Agilysys Books on iSeries At Rochester Benchmark Center
In a show of tremendous scalability and performance, a Web-based hotel reservation system from iSeries distributor Agilysys simulated the equivalent of booking every room on the Las Vegas Strip in only three hours during recent tests at the IBM eServer Benchmark Center in Rochester, Minnesota. Actually, the stress tests involved two Agilysys applications, LMS ResNet and ShowNet (both of which were designed with LANSA's development tools and incorporate LANSA's runtime middleware technology), running on an iSeries Model 890 database server and an eServer Model 520 Web server. LANSA says the ResNet hotel booking application and the ShowNet ticket purchasing application reached booking rates of more than 25,000 reservations per hour with no degradation in response time. ShowNet also was able to sell out a simulated 12,000-seat event in less than 30 minutes, while ResNet was able to book 100,000 reservations in four hours, which is more than half the total number of rooms booked in the United States over the Internet on any given day, LANSA points out. "This was a comprehensive test," says Criss Chrestman, director of strategic technology with Agilysys' Enterprise Solutions Group. "The iSeries, our applications, and LANSA all proved to be incredibly scalable."

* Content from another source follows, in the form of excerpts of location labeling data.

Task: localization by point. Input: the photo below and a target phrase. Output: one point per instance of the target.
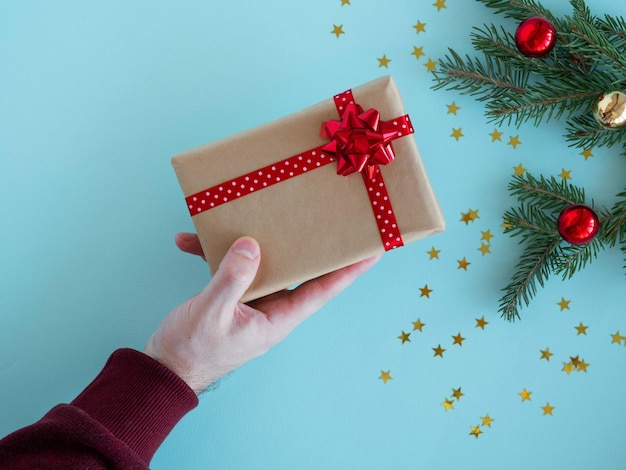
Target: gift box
(320, 189)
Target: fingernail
(247, 247)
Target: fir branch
(585, 132)
(570, 259)
(533, 268)
(546, 194)
(481, 80)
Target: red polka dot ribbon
(359, 142)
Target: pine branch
(546, 194)
(482, 80)
(533, 267)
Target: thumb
(236, 271)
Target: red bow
(360, 141)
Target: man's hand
(212, 334)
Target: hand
(213, 333)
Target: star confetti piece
(564, 304)
(587, 153)
(545, 354)
(617, 338)
(425, 291)
(448, 404)
(547, 410)
(337, 30)
(418, 325)
(404, 337)
(458, 339)
(463, 264)
(419, 27)
(519, 169)
(481, 322)
(496, 135)
(487, 420)
(457, 133)
(433, 254)
(566, 174)
(438, 351)
(525, 394)
(418, 52)
(486, 236)
(485, 248)
(430, 65)
(440, 4)
(452, 108)
(385, 376)
(457, 393)
(475, 431)
(383, 61)
(514, 141)
(581, 329)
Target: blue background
(94, 100)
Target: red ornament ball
(578, 224)
(535, 37)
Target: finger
(235, 273)
(189, 243)
(309, 297)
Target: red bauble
(578, 224)
(535, 37)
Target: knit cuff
(138, 399)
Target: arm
(123, 416)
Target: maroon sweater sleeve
(117, 422)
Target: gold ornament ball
(610, 109)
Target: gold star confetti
(566, 174)
(431, 65)
(463, 264)
(487, 236)
(587, 153)
(484, 248)
(514, 141)
(434, 254)
(457, 133)
(457, 393)
(440, 4)
(419, 27)
(385, 376)
(545, 354)
(452, 108)
(525, 394)
(417, 52)
(582, 329)
(383, 61)
(418, 325)
(617, 338)
(438, 351)
(481, 322)
(568, 367)
(582, 366)
(564, 304)
(469, 216)
(475, 431)
(519, 169)
(496, 135)
(458, 339)
(425, 291)
(404, 337)
(448, 404)
(337, 30)
(487, 420)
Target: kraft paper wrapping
(316, 222)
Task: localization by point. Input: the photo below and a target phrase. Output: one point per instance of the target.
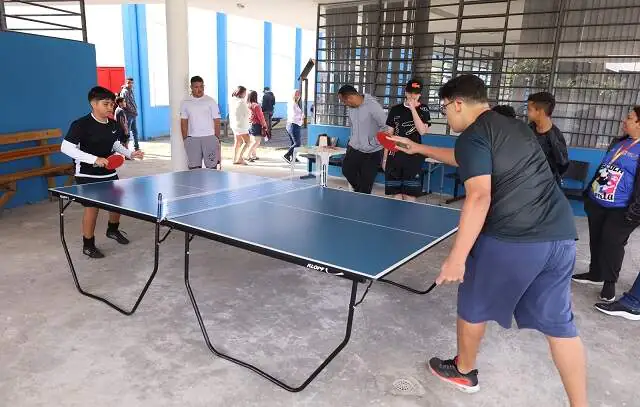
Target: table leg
(157, 241)
(305, 383)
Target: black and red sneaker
(447, 370)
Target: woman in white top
(239, 123)
(295, 120)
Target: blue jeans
(631, 299)
(133, 130)
(294, 135)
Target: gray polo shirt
(366, 121)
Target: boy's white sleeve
(119, 148)
(74, 152)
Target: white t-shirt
(201, 112)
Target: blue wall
(153, 121)
(34, 98)
(592, 156)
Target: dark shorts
(255, 130)
(89, 180)
(402, 175)
(528, 281)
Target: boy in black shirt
(539, 109)
(410, 119)
(90, 140)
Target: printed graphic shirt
(618, 188)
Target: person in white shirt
(200, 125)
(239, 122)
(295, 120)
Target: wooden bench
(44, 149)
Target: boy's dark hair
(467, 87)
(505, 110)
(347, 90)
(253, 97)
(544, 101)
(99, 93)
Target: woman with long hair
(295, 120)
(239, 123)
(612, 204)
(257, 125)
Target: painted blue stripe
(223, 85)
(267, 53)
(298, 64)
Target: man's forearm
(474, 214)
(442, 154)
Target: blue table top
(361, 234)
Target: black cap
(413, 86)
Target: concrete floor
(58, 348)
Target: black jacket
(633, 210)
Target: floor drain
(407, 387)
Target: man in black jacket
(539, 109)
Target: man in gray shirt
(364, 152)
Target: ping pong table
(355, 236)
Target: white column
(178, 67)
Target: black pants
(361, 169)
(609, 232)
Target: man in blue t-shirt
(515, 250)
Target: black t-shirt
(401, 120)
(526, 203)
(95, 138)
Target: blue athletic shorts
(528, 281)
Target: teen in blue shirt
(612, 204)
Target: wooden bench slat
(28, 152)
(54, 170)
(15, 138)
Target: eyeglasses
(443, 108)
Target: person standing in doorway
(409, 119)
(364, 151)
(200, 126)
(295, 119)
(131, 111)
(268, 105)
(239, 122)
(539, 109)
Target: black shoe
(608, 293)
(118, 236)
(618, 310)
(92, 252)
(447, 370)
(586, 278)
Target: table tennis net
(208, 200)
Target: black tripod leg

Shane Software's j.Wizard Suite Works in Non-HA Environments, Too
We told you about the new j.Wizard collection of iSeries utilities that Shane Software recently brought to market (see "Startup Delivers Database Tools for OS/400 HA Environments"). While two the products in that suite, JConStraints and JDBR, have a special applicability for helping administrators to keep mirrored OS/400 servers in synch, that is by no means the only use for the products. Shane Software tells IT Jungle that anybody with a need to check the referential constraints in a DB2/400 database (JConStraints) or to check the relationship of the physical files to the logical files in a DB2/400 database (JDBR) could use these products. The third member of the suite, jReOrg, performs file reorganizations from a graphical interface.